Denver, Colorado, USA. Il est 4 heures trente quand comme chaque matin, Larry Fingerman se lève pour aller travailler. "Moins 6 degrés Farenheit" (moins 21 degrés Celsius) hurle-t-il à sa femme en regardant le thermomètre collé sur la fenêtre de la cuisine. "Reste au lit, tu ne vas pas aller travailler par ce froid" lui répond-elle. Larry est un type courageux. La neige a envahi les espaces, elle est tombée toute la nuit. Larry enfile son jogging et prend sa pelle pour dégager la bande de 30 mètres sur 10 qui est devant la maison. Le vent souffle à plus de 70 kilomètres par heure et a transformé la surface de la neige en glace. Larry transi par le froid peine à dégager toute cette neige. Il sera le seul du quartier à s'y risquer. Il travaille chez UPS depuis presque 6 mois, un job qu'il a trouvé après la fermeture du garage où il travaillait comme mécanicien jusqu'à ce que son patron meure asphyxié dans les toilettes dont la serrure avait cédé en plein été.
Ce matin, il n'a plus le temps de prendre son petit déjeuner, une douche rapide devrait le réchauffer. "Chérie ? Le chauffe-eau a encore disjoncté... Il n'y a plus d'eau chaude !" "Je vais le rebrancher mais tu n'auras pas d'eau avant 2 heures". Autant dire que l'eau glaciale sera son deuxième calvaire de la journée.

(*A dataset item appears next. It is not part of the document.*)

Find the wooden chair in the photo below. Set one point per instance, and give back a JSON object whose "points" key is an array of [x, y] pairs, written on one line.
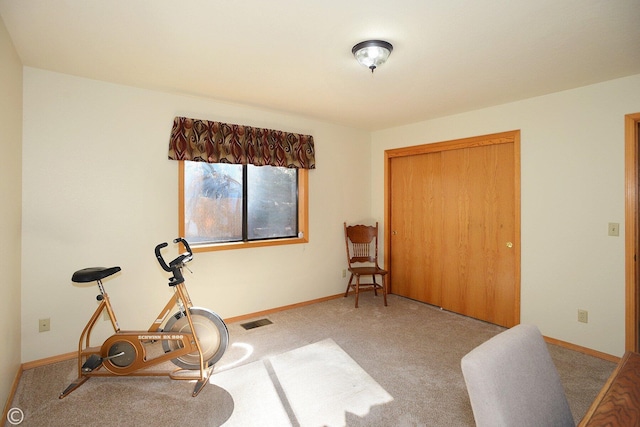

Larry, habillé, prend les clés de la voiture à la volée et monte dans la vieille Ford de 1977, la voiture de son père lui aussi décédé. Le froid a comme paralysé le moteur. La clé de contact ne crée aucun effet. L'autoradio distille les programmes locaux et l'animateur explique gaiement qu'il va falloir marcher ce matin, car aucun bus ne circule. Le dépot est à 6 kilomètres, Larry, résigné, part à pied dans la neige. Il est 6 heures et avec un peu de chance, il y sera pour 7 heures. Après une heure éprouvante de marche, Larry parcourt les 500 derniers mètres avec les pieds gelés.
Lorsqu'il arrive au dépôt, il est 7 heures 10. Une affichette sur la porte indique que le dépôt est fermé exceptionnellement à cause des conditions climatiques et qu'il faudra revenir demain pour prendre le service à 5 heures afin de rattraper le retard. Larry repart à pied chez lui en se maudissant de ne pas avoir téléphoné avant de venir. Le lendemain, c'est à 3 heures qu'il part de chez lui après s'être levé à 2 heures pour dégager la neige. Sa voiture est fichue et c'est cette fois avec 80 centimètres de neige qu'il faut compter. A cinq heures, Larry est au dépot UPS. "Il n'y a que ce petit colis pour la France... Tu le déposes au tri à la gare quand même. Fais attention, c'est marqué fragile. C'est une montre. Prends le camion, les petits utilitaires sont HS". Larry traverse la ville en camion cette fois et fait les 15 kilomètres jusqu'au centre de tri. Les gars sont assis en pleine discussion. Pas un paquet depuis 2 jours alors ce petit colis, ils se l'arrachent pour apposer les tampons et le placer dans la bannette.
Le colis part pour Washington, il y est à nouveau trié et placé pour la France. Il arrivera à Roissy le lendemain matin. La neige a déjà paralysé le pays, 2 centimètres ont cloué les avions au sol et aucun train ne circule, les gens sont bloqués sur les routes et la moitié du pays a passé la nuit dans sa voiture. Jerry Masquéze, douanier, doit prendre son service à 8 heures mais bloqué à Paris, près de la place Vendôme où il a passé une partie de la soirée, il sera en retard ce matin. Son 3 G a en outre été piraté et il n'a pas pu prévenir. Le colis est déposé à la douane et remisé par l'agent intérimaire sur l'étagère marquée "Transit temporaire". Comme l'agent l'a placé sur l'étagère haute, personne ne le voit sans monter sur l'escabeau qui sert de porte-revues aux agents.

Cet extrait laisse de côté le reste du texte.